Seorang anak Minang, Alif, melanjutkan pendidikannya
di sebuah pondok di Jawa Timur, Pondok Madani. Awalnya, Alif menolak perintah Amaknya yang bersikeras tidak menyetujui
keinginan Alif bersekolah di sekolah umum. Namun, semua berubah setelah ia
mendapat surat dari salah satu pamannya, Pak Etek Gindo tentang teman-temannya
yang berasal dari Pondok Madani. Akhirnya, ia mau masuk pondok yang ada di Jawa Timur itu.
Setelah lulus dari tes yang
sulit, tibalah hari pertama Alif belajar. Di hari pertamanya di pondok, Alif
telah mendapatkan suatu kalimat dari Ustad Salman yang berhasil menyihir diri
dan teman-temannya. Kalimat itu berbunyi Man jadda wajada; Siapa yang
bersungguh-sungguh akan berhasil. Dari kelas itu pula, Alif mendapat 5 orang sahabat dari berbagai
daerah yaitu Raja dari Medan, Said dari
Surabaya, Dulmajid dari Madura, Atang dari Bandung, dan Baso dari Gowa. Mereka
disebut juga Sahibul Menara, karena mereka biasa menunggu Maghrib di bawah
menara Masjid Jami’ sambil memandang awan.
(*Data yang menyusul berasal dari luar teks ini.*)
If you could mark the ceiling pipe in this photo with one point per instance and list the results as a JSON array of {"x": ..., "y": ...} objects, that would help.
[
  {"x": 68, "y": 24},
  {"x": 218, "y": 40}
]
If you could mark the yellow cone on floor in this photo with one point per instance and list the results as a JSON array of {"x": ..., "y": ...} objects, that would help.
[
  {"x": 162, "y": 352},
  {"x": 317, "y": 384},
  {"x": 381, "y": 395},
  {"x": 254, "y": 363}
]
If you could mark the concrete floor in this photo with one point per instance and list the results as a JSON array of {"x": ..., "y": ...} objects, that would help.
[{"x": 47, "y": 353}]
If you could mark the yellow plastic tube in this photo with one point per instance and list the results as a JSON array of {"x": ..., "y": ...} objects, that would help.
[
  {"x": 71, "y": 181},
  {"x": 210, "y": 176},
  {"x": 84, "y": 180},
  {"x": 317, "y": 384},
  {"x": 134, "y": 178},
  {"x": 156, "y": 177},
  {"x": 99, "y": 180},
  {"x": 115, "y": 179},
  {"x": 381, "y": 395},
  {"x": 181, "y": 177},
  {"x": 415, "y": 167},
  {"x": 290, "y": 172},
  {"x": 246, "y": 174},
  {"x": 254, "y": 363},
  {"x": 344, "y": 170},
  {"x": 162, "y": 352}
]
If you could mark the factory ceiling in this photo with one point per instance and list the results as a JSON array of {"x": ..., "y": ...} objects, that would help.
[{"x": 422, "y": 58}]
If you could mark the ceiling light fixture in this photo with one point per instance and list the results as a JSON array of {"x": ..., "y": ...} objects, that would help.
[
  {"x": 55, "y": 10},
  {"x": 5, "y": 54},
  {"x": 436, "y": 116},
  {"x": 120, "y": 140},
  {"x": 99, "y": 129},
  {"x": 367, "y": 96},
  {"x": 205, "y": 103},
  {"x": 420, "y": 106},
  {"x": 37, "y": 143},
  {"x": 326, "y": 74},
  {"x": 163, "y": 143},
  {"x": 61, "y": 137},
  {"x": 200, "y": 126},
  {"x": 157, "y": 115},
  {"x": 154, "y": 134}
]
Setelah 4 tahun di Pondok Madani,
para anggota Sahibul Menara harus berpisah. Tentu sangat berat bagi mereka
menerimanya. Tetapi hidup harus tetap berjalan. 11 tahun kemudian, Alif, Atang,
dan Raja bertemu kembali di Trafalgar Square, salah satu tempat di Inggris yang
mereka ketahui dari buku Reading Kelas 3 pada saat di Pondok Madani. Di sana, mereka bernostalgia dengan
ditemani kopi panas pengganti seember kopi di Pondok Madani dulu. Alif menyadari
bahwa segala impian para Sahibul Menara,
yang mereka pikir hanya khayalan, menjadi nyata. Hal ini membuat Alif semakin
yakin akan suatu kalimat magis yang mengubah hidupnya, Man jadda wajada.